9.1.2 Filling a GET form on the Web: Automatically Finding Book Prices

9.1.2  Filling a GET form on the Web: Automatically Finding Book Prices

    Web pages are full of forms. A form is a way to interact with a Web server and get a response back. For example, we fill in a form to become a member of a mailing list, or to search for items using a search engine or an electronic store. A simple form can have only one or two elements in them whereas a complex form can have many elements to fill.

There are two ways that a filled form can be submitted to a Web server requesting an action on its part and a subsequent response. The two methods are called GET and PUT. The GET method sends all the form’s filled contents to the server in one network transmission whereas the PUT method needs an additional transmission, one to send the form’s URL and headers, and another to send the form’s data. The form’s data are accepted by the server and then processed by a program such as a CGI program and the response is sent back to the user either via the Web server or directly.

The designer of a form decides what method between the two to use. For simple forms, GET is sufficient. The differences between the two methods can be found in any book that discusses HTML and the HTTP protocol. Mimicking a form submitted with PUT is a little difficult to handle. However, GET-submitted forms can be treated as a regular URL as we see below.

The following program fills in a form at the Web site for the electronic book and music store called

http:://www.borders.com. The site has a simple form that allows a visitor to search for books using an ISBN number. This form is at the location

http://search.borders.com/fcgi-bin/db2www/search/search.d2w/BookISBN.

Before discussing the program, it must be noted that Web sites change frequently, and therefore, the form being discussed in the book may not exist at a future date. The form, as it looks on the Web site at the time of writing, is shown in Figure 9.17.

 

Figure 9.17:  A Search Form at www.borders.com

On the top left, we see a form that allows a visitor to search for book, music or video/DVD titles. There is a second form that allows search using a ten-digit ISBN number.
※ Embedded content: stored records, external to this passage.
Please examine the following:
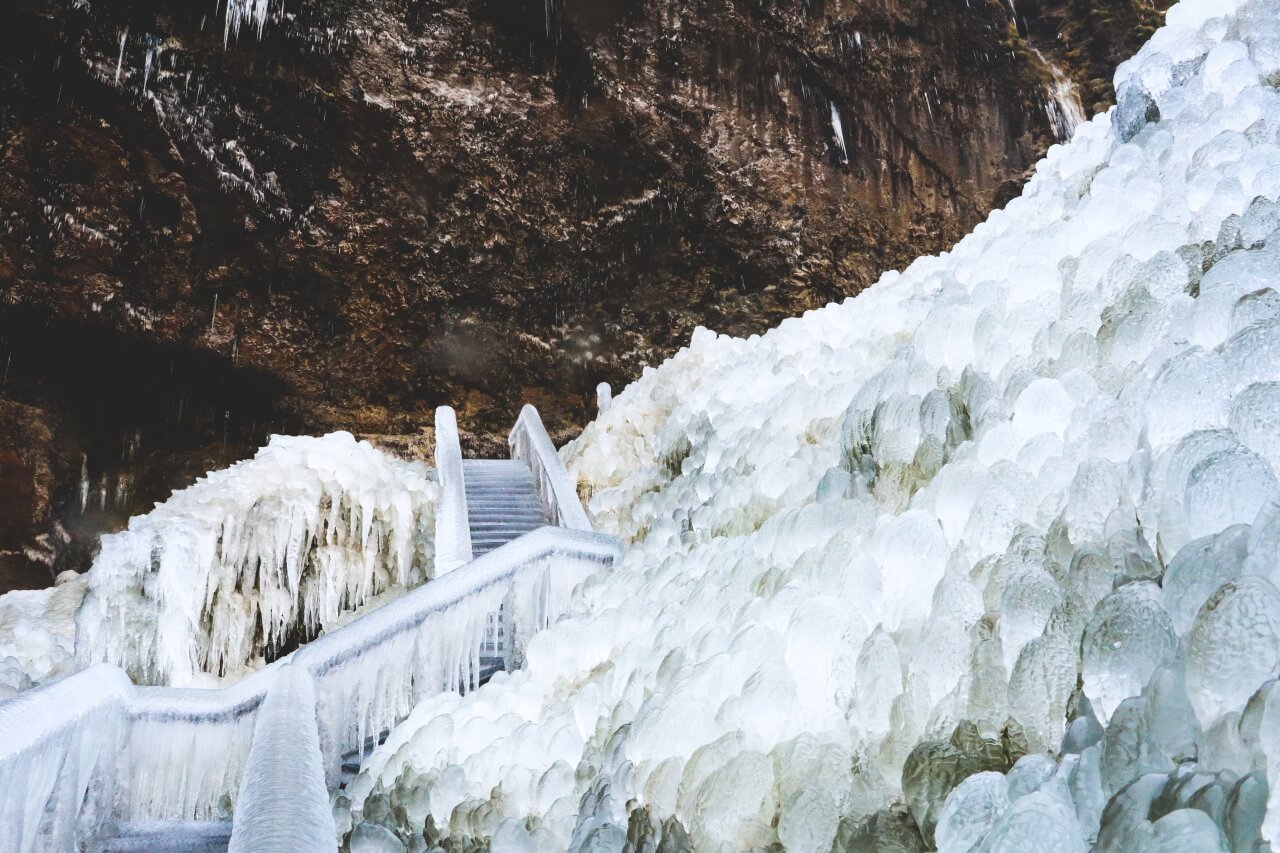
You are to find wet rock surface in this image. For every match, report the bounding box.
[0,0,1167,578]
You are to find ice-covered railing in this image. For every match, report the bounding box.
[228,666,337,853]
[0,665,133,853]
[0,407,622,853]
[0,528,621,853]
[507,405,591,530]
[435,406,472,575]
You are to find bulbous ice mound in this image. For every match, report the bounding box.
[73,433,436,686]
[353,0,1280,852]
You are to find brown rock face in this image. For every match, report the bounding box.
[0,0,1167,578]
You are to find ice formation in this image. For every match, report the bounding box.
[0,573,88,701]
[76,433,436,686]
[339,0,1280,853]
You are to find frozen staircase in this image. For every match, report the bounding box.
[0,406,622,853]
[462,459,552,557]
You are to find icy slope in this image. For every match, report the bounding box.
[18,433,436,689]
[349,0,1280,850]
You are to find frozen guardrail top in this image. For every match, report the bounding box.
[228,666,337,853]
[508,406,591,530]
[0,410,621,853]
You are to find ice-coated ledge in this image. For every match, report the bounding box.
[435,406,472,575]
[507,406,591,530]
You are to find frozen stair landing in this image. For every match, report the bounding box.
[462,459,552,557]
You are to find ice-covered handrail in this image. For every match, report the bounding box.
[0,406,622,853]
[227,666,337,853]
[0,663,133,853]
[435,406,472,575]
[507,405,591,530]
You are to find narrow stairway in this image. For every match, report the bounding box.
[462,459,552,557]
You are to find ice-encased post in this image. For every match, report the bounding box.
[227,665,338,853]
[435,406,472,575]
[507,405,591,532]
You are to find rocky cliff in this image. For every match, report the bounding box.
[0,0,1167,585]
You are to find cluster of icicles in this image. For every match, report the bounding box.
[76,433,436,686]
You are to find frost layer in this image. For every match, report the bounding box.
[78,433,436,686]
[349,0,1280,852]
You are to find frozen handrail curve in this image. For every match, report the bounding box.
[435,406,472,575]
[507,405,591,530]
[0,407,622,853]
[227,666,337,853]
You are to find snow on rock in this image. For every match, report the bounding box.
[74,433,436,686]
[339,0,1280,852]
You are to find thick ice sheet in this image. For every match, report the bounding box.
[349,0,1280,852]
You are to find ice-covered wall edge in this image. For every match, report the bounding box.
[435,406,472,575]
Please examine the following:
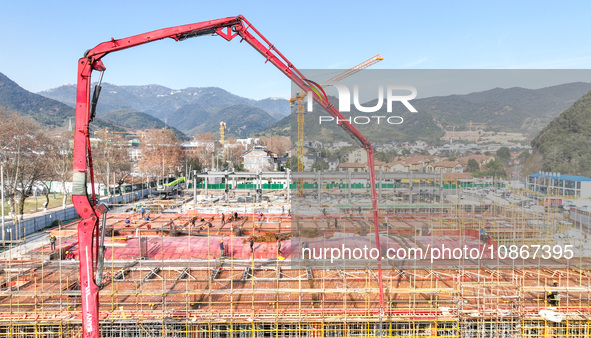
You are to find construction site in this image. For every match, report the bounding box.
[0,16,591,338]
[0,174,591,337]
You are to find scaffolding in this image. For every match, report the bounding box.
[0,175,591,338]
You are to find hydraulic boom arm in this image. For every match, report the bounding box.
[72,15,384,338]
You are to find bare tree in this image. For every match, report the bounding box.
[263,135,291,156]
[92,133,133,193]
[139,129,183,177]
[0,107,53,223]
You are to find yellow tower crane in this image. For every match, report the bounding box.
[289,54,384,196]
[220,121,226,147]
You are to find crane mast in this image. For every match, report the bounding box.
[72,15,385,338]
[289,54,384,197]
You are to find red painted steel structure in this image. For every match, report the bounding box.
[72,15,385,338]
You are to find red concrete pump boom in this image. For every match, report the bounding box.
[72,15,384,338]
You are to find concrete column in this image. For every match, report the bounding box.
[439,173,443,203]
[347,171,351,204]
[316,171,322,203]
[285,169,291,201]
[378,171,384,204]
[408,171,412,204]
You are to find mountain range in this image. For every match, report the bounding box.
[39,83,290,137]
[524,88,591,177]
[0,70,591,144]
[266,82,591,144]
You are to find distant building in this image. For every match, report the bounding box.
[425,161,464,174]
[242,146,276,171]
[527,172,591,198]
[339,163,367,173]
[347,148,367,163]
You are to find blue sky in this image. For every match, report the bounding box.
[0,0,591,99]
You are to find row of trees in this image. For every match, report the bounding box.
[0,107,291,221]
[0,107,72,221]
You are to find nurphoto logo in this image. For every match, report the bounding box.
[306,83,417,124]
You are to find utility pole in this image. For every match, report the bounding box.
[107,162,111,204]
[0,165,6,244]
[193,170,197,205]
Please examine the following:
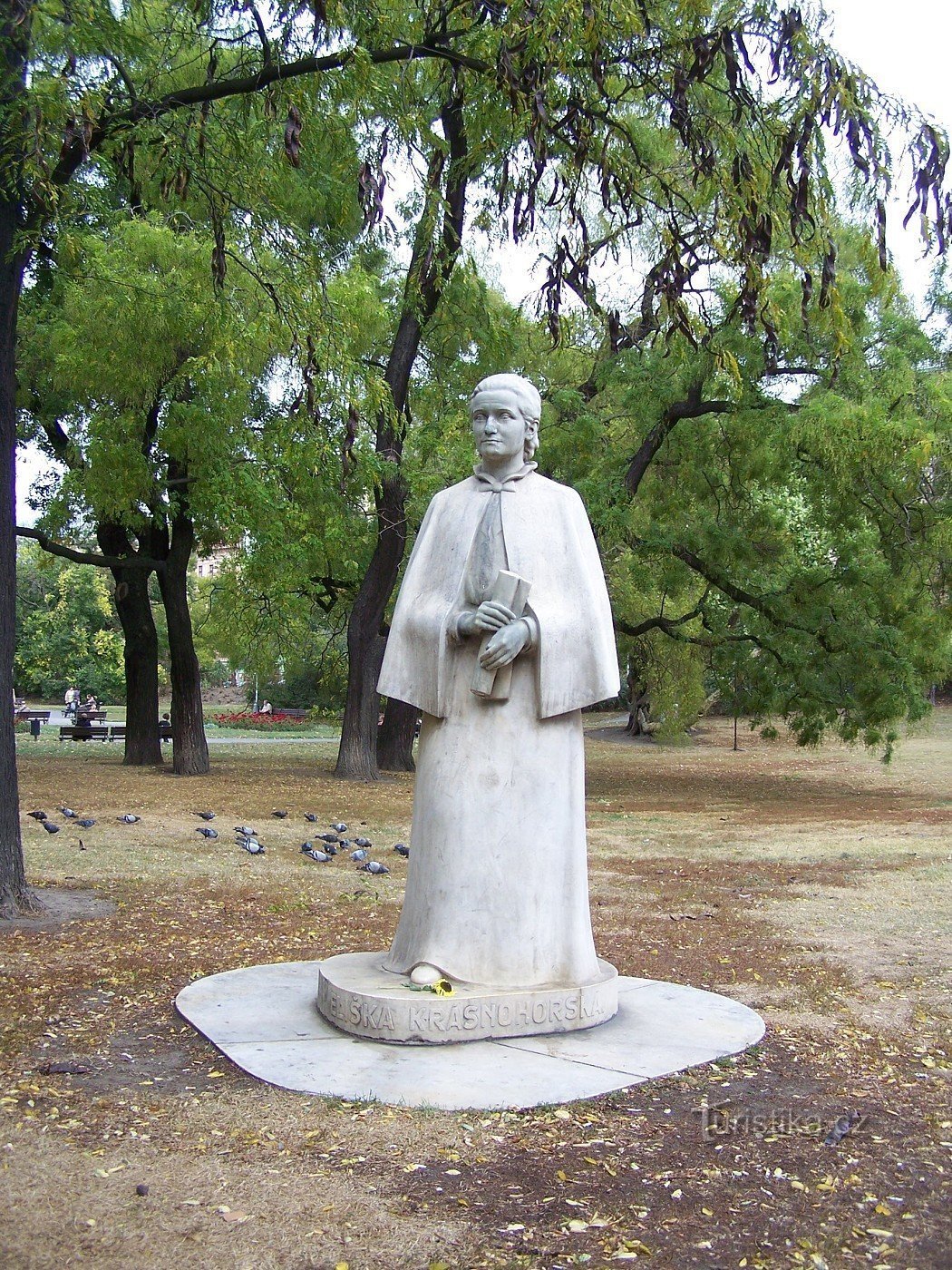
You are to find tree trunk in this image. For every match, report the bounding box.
[625,661,654,737]
[334,312,420,781]
[377,698,420,772]
[159,513,209,776]
[334,627,393,781]
[96,524,162,767]
[335,89,470,781]
[0,5,42,915]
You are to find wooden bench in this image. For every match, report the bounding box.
[60,724,113,740]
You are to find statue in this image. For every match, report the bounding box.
[318,375,618,1040]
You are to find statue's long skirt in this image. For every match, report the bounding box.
[384,639,599,988]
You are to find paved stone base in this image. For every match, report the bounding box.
[317,952,618,1045]
[175,962,764,1111]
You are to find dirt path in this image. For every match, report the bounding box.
[0,710,952,1270]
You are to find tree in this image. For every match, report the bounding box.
[15,543,123,701]
[22,217,279,775]
[563,232,952,756]
[0,0,948,914]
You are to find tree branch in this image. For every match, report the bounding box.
[47,44,491,192]
[16,524,165,572]
[625,384,736,498]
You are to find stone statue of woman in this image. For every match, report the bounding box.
[378,375,618,990]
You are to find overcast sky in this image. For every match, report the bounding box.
[16,0,952,524]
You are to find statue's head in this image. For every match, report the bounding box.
[470,375,542,463]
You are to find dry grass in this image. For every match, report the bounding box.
[0,710,952,1270]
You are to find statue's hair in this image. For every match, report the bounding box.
[470,375,542,463]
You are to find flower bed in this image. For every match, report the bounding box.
[209,710,314,731]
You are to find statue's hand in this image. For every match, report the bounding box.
[480,617,529,670]
[467,600,515,638]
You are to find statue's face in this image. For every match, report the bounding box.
[472,388,526,461]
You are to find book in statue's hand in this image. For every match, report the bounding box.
[471,569,532,701]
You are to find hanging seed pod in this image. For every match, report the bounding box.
[285,104,301,168]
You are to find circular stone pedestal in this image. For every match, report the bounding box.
[317,952,618,1045]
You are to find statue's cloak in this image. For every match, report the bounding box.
[378,473,618,718]
[380,471,618,988]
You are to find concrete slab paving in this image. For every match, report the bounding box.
[175,962,764,1111]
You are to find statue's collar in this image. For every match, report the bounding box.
[472,464,537,494]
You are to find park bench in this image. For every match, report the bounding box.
[60,725,113,740]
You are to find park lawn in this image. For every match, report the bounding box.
[0,708,952,1270]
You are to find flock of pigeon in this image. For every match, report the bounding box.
[26,806,410,875]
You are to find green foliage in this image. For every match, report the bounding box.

If we look at the HTML for the second form, we see a form that looks like the following.

 

<TD BGCOLOR="#ffffcc"><FORM NAME="ISBNUPC_form" METHOD="get" action="Details">

           <B>Enter ISBN to look for:</B><SMALL><BR>&nbsp;<BR></SMALL>

           <INPUT TYPE="text" name="code" SIZE="30" MAXLENGTH="100">

           <INPUT TYPE="submit" VALUE="Find ISBN">

           <INPUT TYPE="hidden" NAME="mediaType" VALUE="Book">

           <INPUT TYPE="hidden" NAME="searchType" VALUE="ISBNUPC">

           <INPUT TYPE="hidden" NAME="prodID" VALUE="">

           <P><B>Instructions:</B><BR>

           Enter a book's 10-digit ISBN number. Do not use spaces.</P>

         </TD>

</FORM>

 

Finding the correct form in the source of the Web page may take a little time. The form is inside an HTML table’s cell represented by the tag TD. This form’s ACTION attribute refers to the URL Details. The form’s METHOD attribute has the value get. Note that HTML is case-insensitive in the way we specify tags such as FORM, and their attributes such as ACTION. Thus, the form submission takes place using the GET method of the HTTP protocol. The form has several hidden arguments: code, mediaType, searchType and prodID. They all have values specified in HTML. These values are sent to the server when the form is submitted by clicking on the button labeled Find ISBN. The code text field is the one we see in the form in the Web browser. In the program that follows, we automatically fill in this form and submit it to the Web
server. The Web server performs the search and returns an HTML-formatted page with the result of the search. We examine this page carefully and see that the price of the book is always preceded by certain keywords. We key in on this repeated occurrence and parse the returned page to obtain the price of the book, and print it on the screen.

 Program 9.4

#!/usr/bin/perl
#file bordersISBN1.pl

use strict;
use LWP::Simple;

my ($url, $content);
my $ISBN = "1565922433";
print "ISBN = $ISBN\n";

#Make up the URL to search for the book's ISBN
$url = "http://search.borders.com/fcgi-bin/db2www/search/search.d2w/Details?";
$url .= "code=$ISBN&mediaType=Book&searchType=ISBNUPC";

$content = LWP::Simple::get ($url);
my ($price) =  ($content =~ m#Our Price:.+?\$(.+?)#si);
print "price = $price\n";

The program uses the module LWP::Simple. It is given an ISBN number that happens to be 1565922433. Of course, this ISBN number could have been given as a command-line argument or read from the terminal after an appropriate prompt. The program creates a URL to request the server to initiate a search. To perform a search using a GET-submitted form, the server is sent the URL followed by a question mark, and then by one or more form field name, form field value pairs. The name and the value are separated by an equal sign. Different pairs are separated by the ampersand (&). Note that values must be supplied to hidden form elements with the correct values as found in the Web page for the form. This is the manner in which GET
submitted forms are sent by a browser to a server. In this case, the URL sent to the server is the following. We have broken it into two lines whereas it is sent as a single line to the server.

 

http://search.borders.com/fcgi-bin/db2www/search/search.d2w/Details?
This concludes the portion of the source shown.